I assume that there were some female engineers before 1900, though perhaps not with an official engineering degree; after all, inventors have been around forever and it is no great leap of imagination that some of those inventors were women. And you might argue that we don’t really know any famous female engineers because they haven’t contributed anything major, but I will argue back that a lot of progress happens in little bits and every little contribution has been necessary to get to those major leaps. (Come to think of it, I don’t think I can name any great engineers off the top of my head.)
As there are quite some great female scientists, there are some great female engineers, and naming the first ones is only the start of a long list, that I am positive will grow longer in the future. Perhaps one day, I’ll find my name on that list. (I doubt it, but it can’t hurt to be ambitious, eh.)
Relevant addition:
“It is only following out nature. As a child, I never cared for things that girls usually do; dolls never possessed any charms for me.
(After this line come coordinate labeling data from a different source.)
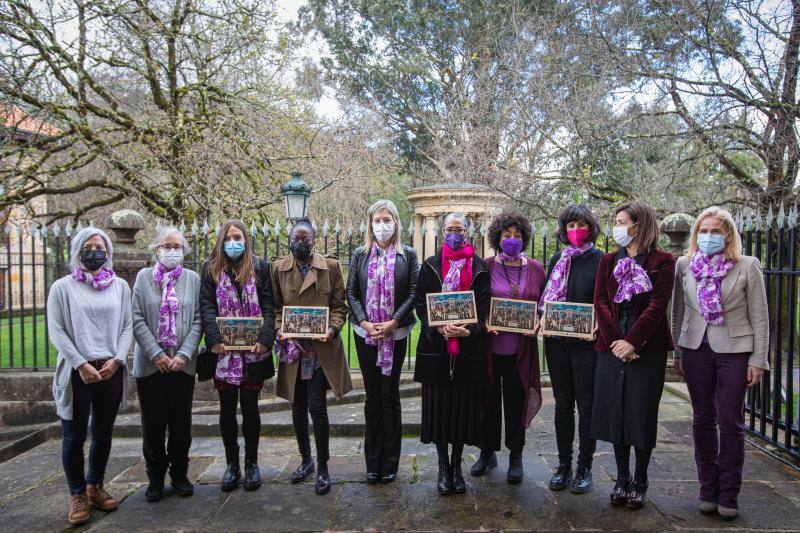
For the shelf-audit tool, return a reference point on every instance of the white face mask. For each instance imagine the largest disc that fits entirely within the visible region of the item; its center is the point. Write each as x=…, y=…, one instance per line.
x=170, y=258
x=621, y=236
x=383, y=231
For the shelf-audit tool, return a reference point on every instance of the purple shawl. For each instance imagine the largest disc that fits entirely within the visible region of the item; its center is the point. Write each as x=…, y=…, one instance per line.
x=709, y=273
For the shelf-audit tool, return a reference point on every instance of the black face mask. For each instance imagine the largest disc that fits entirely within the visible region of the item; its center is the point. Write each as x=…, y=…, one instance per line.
x=301, y=250
x=93, y=259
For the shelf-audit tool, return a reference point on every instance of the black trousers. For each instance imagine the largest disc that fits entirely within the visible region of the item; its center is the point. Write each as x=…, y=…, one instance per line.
x=247, y=399
x=507, y=395
x=382, y=412
x=571, y=366
x=309, y=397
x=166, y=405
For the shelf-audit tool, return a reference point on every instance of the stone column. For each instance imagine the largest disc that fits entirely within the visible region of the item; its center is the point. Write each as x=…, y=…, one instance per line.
x=128, y=259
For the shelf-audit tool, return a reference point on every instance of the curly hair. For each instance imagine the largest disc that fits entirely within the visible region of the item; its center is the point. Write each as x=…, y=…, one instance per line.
x=505, y=220
x=574, y=213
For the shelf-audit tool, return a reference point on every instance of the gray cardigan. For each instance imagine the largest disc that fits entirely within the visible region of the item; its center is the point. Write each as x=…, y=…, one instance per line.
x=146, y=305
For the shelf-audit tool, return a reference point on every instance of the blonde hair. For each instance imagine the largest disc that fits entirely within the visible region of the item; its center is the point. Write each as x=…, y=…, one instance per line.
x=389, y=206
x=733, y=241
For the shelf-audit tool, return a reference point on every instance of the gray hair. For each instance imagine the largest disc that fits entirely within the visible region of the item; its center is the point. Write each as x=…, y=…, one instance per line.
x=80, y=239
x=163, y=233
x=455, y=215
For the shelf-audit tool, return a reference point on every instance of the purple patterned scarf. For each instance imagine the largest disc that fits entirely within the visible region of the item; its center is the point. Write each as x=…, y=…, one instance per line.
x=631, y=279
x=166, y=281
x=380, y=301
x=101, y=281
x=709, y=273
x=556, y=289
x=230, y=366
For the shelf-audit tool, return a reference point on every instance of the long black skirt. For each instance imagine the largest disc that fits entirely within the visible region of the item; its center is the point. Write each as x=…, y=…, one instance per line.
x=451, y=414
x=626, y=399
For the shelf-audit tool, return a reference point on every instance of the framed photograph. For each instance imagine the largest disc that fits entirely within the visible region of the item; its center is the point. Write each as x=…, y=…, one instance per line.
x=239, y=334
x=565, y=319
x=514, y=316
x=451, y=308
x=301, y=322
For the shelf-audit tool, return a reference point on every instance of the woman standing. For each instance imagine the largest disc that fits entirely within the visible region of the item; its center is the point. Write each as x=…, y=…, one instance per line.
x=572, y=274
x=89, y=316
x=380, y=291
x=451, y=360
x=308, y=368
x=720, y=317
x=513, y=358
x=167, y=330
x=631, y=294
x=236, y=283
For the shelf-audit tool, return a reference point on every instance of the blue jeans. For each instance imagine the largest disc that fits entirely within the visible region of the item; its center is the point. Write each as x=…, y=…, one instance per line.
x=103, y=400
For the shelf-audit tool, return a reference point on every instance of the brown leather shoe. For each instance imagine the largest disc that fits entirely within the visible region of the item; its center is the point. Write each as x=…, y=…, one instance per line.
x=101, y=499
x=79, y=512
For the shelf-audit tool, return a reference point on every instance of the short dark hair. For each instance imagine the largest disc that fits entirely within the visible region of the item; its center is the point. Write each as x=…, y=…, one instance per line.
x=305, y=222
x=505, y=220
x=574, y=213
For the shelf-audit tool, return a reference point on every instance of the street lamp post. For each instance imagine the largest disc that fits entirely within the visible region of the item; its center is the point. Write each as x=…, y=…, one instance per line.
x=296, y=193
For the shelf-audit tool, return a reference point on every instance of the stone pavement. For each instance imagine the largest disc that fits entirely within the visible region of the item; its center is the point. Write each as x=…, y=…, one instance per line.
x=35, y=496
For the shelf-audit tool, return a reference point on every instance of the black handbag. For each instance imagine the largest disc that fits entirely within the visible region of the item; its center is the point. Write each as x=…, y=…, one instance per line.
x=206, y=364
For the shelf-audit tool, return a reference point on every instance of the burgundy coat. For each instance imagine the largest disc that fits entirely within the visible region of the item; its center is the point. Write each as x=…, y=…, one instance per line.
x=650, y=331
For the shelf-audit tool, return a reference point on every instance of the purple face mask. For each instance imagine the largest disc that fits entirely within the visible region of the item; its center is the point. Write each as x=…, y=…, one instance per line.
x=455, y=241
x=511, y=246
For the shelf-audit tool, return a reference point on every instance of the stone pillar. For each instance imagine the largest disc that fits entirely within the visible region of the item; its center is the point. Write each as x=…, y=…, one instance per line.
x=677, y=227
x=128, y=259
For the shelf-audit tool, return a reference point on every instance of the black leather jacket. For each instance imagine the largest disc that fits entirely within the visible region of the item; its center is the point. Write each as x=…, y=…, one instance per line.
x=406, y=270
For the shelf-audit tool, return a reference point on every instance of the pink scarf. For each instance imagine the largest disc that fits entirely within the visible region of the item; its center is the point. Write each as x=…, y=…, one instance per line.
x=166, y=281
x=103, y=280
x=230, y=366
x=380, y=302
x=709, y=273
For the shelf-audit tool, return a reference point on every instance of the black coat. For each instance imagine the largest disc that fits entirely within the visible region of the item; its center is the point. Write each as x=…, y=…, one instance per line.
x=406, y=271
x=209, y=309
x=433, y=362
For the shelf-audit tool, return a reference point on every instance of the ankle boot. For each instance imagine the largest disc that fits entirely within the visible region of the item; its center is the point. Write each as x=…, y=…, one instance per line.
x=486, y=460
x=233, y=474
x=445, y=483
x=515, y=471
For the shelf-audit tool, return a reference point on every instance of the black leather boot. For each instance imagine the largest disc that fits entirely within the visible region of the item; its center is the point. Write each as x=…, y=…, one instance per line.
x=155, y=489
x=485, y=461
x=445, y=482
x=583, y=480
x=233, y=474
x=561, y=477
x=252, y=475
x=515, y=471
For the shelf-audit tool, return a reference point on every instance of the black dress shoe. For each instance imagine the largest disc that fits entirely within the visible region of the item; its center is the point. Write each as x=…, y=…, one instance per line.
x=305, y=469
x=583, y=481
x=515, y=471
x=485, y=461
x=619, y=495
x=323, y=485
x=252, y=475
x=445, y=482
x=155, y=490
x=182, y=485
x=561, y=478
x=459, y=485
x=636, y=496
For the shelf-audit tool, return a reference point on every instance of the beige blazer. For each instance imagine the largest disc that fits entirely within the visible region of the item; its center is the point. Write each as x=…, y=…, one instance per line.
x=746, y=314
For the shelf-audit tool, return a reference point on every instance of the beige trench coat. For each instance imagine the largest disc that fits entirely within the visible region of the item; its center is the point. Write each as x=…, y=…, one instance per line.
x=323, y=287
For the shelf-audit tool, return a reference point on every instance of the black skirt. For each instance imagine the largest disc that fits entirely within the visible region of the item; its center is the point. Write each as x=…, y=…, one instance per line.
x=451, y=414
x=626, y=399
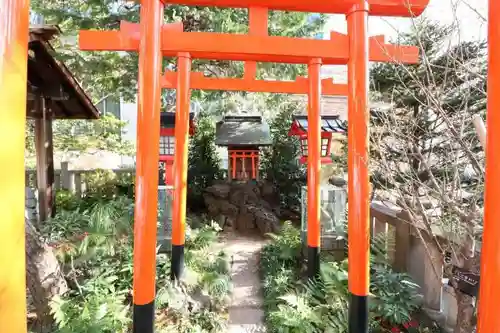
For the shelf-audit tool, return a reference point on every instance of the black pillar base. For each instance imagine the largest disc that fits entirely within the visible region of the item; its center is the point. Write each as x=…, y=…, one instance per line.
x=313, y=262
x=177, y=262
x=358, y=314
x=144, y=318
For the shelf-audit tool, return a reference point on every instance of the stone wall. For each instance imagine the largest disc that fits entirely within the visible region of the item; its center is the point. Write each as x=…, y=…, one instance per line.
x=246, y=207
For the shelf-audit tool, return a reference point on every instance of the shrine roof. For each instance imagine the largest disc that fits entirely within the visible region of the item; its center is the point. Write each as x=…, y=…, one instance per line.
x=243, y=130
x=49, y=77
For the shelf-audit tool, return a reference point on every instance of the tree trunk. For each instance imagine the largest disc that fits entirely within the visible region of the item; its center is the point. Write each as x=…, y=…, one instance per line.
x=466, y=322
x=44, y=278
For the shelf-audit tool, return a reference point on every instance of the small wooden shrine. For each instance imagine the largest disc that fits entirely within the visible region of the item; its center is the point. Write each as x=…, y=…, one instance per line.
x=330, y=125
x=243, y=135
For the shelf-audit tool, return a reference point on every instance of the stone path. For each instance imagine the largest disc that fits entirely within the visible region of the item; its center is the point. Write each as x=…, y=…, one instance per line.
x=245, y=312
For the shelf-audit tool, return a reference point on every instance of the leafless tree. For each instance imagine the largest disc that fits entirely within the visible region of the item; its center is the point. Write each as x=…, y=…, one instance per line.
x=427, y=158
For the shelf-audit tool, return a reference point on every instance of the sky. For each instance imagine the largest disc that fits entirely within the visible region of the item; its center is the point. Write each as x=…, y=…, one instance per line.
x=461, y=12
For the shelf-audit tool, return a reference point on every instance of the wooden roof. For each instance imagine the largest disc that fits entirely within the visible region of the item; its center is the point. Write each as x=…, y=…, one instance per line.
x=50, y=78
x=242, y=131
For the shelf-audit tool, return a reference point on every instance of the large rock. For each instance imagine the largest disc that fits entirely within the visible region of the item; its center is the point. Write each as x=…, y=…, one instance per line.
x=245, y=206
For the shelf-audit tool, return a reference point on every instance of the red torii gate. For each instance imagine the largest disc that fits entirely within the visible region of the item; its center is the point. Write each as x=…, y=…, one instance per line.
x=168, y=40
x=14, y=25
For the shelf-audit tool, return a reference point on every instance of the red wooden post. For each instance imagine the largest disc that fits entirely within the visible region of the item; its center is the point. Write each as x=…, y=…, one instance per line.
x=146, y=197
x=358, y=192
x=489, y=320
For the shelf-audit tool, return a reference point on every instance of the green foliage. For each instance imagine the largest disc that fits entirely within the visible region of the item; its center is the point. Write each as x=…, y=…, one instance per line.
x=95, y=248
x=279, y=163
x=321, y=306
x=80, y=136
x=204, y=163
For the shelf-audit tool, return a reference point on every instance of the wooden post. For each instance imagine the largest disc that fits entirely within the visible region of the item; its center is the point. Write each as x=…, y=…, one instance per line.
x=403, y=234
x=480, y=130
x=65, y=176
x=433, y=277
x=488, y=318
x=44, y=160
x=78, y=184
x=14, y=32
x=359, y=185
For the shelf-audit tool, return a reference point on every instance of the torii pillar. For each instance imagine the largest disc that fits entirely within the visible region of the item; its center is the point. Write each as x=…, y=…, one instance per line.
x=14, y=34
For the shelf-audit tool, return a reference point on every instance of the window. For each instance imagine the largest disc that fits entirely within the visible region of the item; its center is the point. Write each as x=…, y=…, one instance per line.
x=167, y=145
x=110, y=105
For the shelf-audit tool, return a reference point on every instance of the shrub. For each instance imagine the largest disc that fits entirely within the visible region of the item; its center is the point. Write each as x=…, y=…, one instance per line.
x=94, y=246
x=321, y=306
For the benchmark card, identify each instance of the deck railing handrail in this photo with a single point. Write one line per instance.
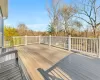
(88, 46)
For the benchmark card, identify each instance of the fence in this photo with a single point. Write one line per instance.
(87, 46)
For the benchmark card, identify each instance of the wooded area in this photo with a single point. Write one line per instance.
(82, 18)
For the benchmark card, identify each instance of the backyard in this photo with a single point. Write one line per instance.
(49, 40)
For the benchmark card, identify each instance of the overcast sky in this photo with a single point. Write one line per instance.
(31, 12)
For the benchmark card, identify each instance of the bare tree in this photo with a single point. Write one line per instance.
(67, 12)
(78, 25)
(53, 11)
(22, 29)
(88, 12)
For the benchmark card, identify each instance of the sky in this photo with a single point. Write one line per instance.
(33, 13)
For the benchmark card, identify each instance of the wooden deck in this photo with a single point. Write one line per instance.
(39, 56)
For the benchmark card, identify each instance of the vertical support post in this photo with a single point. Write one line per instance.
(25, 39)
(69, 42)
(39, 39)
(2, 29)
(99, 48)
(50, 40)
(13, 41)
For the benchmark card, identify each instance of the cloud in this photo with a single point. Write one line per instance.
(38, 27)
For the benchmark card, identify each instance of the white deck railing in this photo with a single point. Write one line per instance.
(88, 46)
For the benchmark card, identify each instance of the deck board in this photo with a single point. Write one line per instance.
(39, 56)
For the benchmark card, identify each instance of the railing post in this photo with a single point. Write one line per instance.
(13, 41)
(50, 40)
(69, 42)
(25, 39)
(99, 48)
(39, 39)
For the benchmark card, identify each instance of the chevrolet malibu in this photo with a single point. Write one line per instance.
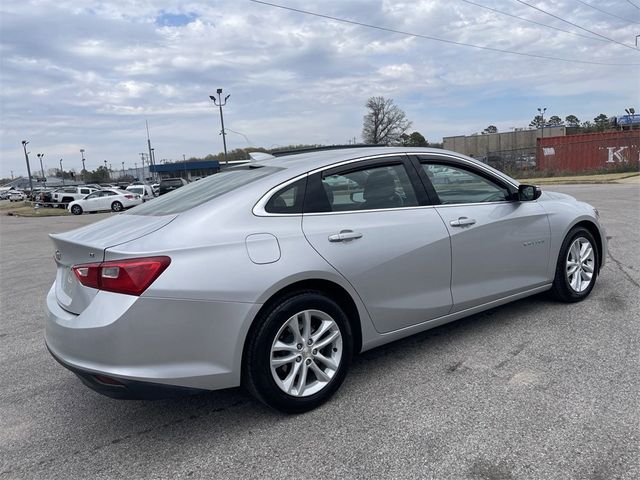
(272, 275)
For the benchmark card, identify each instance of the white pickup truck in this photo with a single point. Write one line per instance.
(65, 195)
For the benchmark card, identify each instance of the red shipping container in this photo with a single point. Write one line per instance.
(589, 152)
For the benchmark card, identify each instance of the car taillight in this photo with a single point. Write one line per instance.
(131, 276)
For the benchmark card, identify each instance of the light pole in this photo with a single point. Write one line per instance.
(84, 171)
(40, 155)
(542, 110)
(152, 162)
(220, 103)
(26, 157)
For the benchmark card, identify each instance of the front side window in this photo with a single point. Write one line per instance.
(370, 187)
(455, 185)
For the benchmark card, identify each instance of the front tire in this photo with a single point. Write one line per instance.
(298, 354)
(577, 266)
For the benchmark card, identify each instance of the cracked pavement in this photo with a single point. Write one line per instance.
(533, 389)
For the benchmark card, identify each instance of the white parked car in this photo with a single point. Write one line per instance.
(16, 196)
(112, 199)
(144, 190)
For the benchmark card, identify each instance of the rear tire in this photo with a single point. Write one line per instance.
(295, 372)
(577, 266)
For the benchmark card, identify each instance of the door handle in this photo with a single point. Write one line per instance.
(344, 235)
(462, 221)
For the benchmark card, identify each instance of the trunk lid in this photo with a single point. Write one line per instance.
(87, 245)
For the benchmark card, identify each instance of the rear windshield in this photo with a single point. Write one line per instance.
(196, 193)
I couldn’t see the sense of cuddling bits of porcelain with senseless faces; the only things I wanted were a jack-knife, a gimlet, and pieces of wood. My friends were horrified. I was called a tomboy, but that made little impression on me. I sighed sometimes, because I was not like other girls, but wisely concluded that I couldn’t help it, and sought further consolation from my tools. I was always making things for my brothers. I was famous for my kites; and my sleds were the envy and admiration of all the boys in town. I’m not surprised at what I’ve done. I’m only sorry I couldn’t have had as good a chance as a boy, and have been put to my trade regularly.”
Quote from Margaret Knight (1833-1914), American inventor, possibly worth being named an earlier female engineer that the two I’ve mentioned in my post. When she was 12, she devised a stop mechanism that would prevent her fellow workers in a factory from getting injured. She is the most-famous female inventor of the 19th century and eventually had 87 patents in her name.